Differences between men and women regarding early maladaptive schemas in an Australian adult alcohol dependent clinical sample
Substance use & misuse
Taylor and Francis Ltd
School of Arts and Humanities
BACKGROUND: Recent research indicates that there are widespread differences between men and women's Early Maladaptive Schemas (EMSs) in alcohol dependent populations. This study examined this claim.
OBJECTIVE: The purpose of this study was to examine differences between men and women's EMSs in an Australian clinical sample who had sought treatment specifically for alcohol dependence.
METHODS: A total of 111 men and 114 women completed the Young Schema Questionnaire-Long Form (YSQ-L3) between 2012 and 2015 in order to assess them on 18 EMSs.

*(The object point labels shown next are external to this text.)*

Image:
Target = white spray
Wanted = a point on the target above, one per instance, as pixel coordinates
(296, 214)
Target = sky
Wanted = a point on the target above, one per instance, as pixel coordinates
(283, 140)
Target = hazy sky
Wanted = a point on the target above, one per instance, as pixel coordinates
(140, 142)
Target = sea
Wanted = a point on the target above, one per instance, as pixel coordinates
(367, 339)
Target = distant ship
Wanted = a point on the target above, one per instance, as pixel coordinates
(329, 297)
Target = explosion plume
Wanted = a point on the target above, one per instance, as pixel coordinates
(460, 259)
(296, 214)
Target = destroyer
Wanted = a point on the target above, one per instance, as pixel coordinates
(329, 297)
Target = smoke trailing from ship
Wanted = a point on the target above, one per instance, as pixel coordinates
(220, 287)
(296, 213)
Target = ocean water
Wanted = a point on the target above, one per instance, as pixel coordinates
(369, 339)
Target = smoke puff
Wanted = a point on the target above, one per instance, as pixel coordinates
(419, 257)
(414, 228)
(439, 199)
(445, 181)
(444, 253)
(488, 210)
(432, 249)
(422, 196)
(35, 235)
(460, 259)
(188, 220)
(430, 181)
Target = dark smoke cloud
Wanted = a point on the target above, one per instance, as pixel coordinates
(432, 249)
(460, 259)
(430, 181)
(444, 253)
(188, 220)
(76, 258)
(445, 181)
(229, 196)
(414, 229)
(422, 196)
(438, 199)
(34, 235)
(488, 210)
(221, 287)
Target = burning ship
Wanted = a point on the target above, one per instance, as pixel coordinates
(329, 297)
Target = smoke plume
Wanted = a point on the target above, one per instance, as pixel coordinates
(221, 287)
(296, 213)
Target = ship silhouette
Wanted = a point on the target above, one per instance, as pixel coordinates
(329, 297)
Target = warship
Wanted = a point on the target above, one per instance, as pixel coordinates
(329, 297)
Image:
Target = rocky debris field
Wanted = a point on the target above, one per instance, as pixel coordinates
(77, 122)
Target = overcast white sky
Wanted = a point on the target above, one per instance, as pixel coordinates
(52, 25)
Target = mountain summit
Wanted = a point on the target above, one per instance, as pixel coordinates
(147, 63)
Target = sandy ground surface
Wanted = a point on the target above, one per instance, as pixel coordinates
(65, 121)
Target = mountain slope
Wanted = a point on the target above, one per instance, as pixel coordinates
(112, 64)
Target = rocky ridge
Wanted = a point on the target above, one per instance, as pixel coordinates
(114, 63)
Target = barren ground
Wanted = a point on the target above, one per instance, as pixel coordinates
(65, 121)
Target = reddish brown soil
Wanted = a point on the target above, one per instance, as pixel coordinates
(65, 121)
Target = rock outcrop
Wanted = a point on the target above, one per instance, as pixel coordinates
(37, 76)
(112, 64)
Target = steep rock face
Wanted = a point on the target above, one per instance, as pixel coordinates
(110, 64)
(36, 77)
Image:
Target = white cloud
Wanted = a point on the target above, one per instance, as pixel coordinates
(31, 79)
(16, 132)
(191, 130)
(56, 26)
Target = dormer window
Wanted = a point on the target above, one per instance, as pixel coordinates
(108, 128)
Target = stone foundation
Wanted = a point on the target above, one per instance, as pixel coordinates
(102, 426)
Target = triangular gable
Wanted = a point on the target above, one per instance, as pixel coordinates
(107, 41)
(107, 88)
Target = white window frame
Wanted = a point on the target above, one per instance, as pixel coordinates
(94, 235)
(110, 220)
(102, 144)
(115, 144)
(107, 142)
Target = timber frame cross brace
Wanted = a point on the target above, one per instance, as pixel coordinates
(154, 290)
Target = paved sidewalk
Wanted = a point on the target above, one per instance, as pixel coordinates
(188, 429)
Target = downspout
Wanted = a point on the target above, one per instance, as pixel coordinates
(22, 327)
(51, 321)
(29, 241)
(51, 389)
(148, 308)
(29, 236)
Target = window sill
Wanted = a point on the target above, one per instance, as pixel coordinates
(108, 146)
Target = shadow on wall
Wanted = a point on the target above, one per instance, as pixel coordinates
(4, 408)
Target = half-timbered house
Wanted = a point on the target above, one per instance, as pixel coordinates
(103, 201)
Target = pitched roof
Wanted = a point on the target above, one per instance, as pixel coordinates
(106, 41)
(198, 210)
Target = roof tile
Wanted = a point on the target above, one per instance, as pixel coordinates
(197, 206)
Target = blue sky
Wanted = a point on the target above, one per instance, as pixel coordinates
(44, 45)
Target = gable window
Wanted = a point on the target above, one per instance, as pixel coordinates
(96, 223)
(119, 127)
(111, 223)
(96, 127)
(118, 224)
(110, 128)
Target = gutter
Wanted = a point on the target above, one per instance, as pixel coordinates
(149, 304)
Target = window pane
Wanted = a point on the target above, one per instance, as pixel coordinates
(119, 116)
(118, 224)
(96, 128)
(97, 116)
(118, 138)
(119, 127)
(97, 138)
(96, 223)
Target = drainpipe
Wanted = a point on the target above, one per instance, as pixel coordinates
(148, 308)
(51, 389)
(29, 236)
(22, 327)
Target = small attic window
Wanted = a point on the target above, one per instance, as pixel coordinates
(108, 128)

RESULTS: Despite previous findings suggesting that women report higher levels across a number of EMSs, the strongest evidence pointed to women scoring significantly higher than men on the EMS of self-sacrifice (the tendency to excessively help others whilst continually sacrificing one's own needs). Smaller differences between men and women were noted for the subjugation and failure EMSs.
Conclusions/Importance: With the exception regarding the finding that woman scored higher on the self-sacrifice EMS than men, the homogeneity of the remaining EMS scores across men and women found in this study support the use of inter-gender group Schema Therapy (ST) with alcohol-dependent adults in Australia.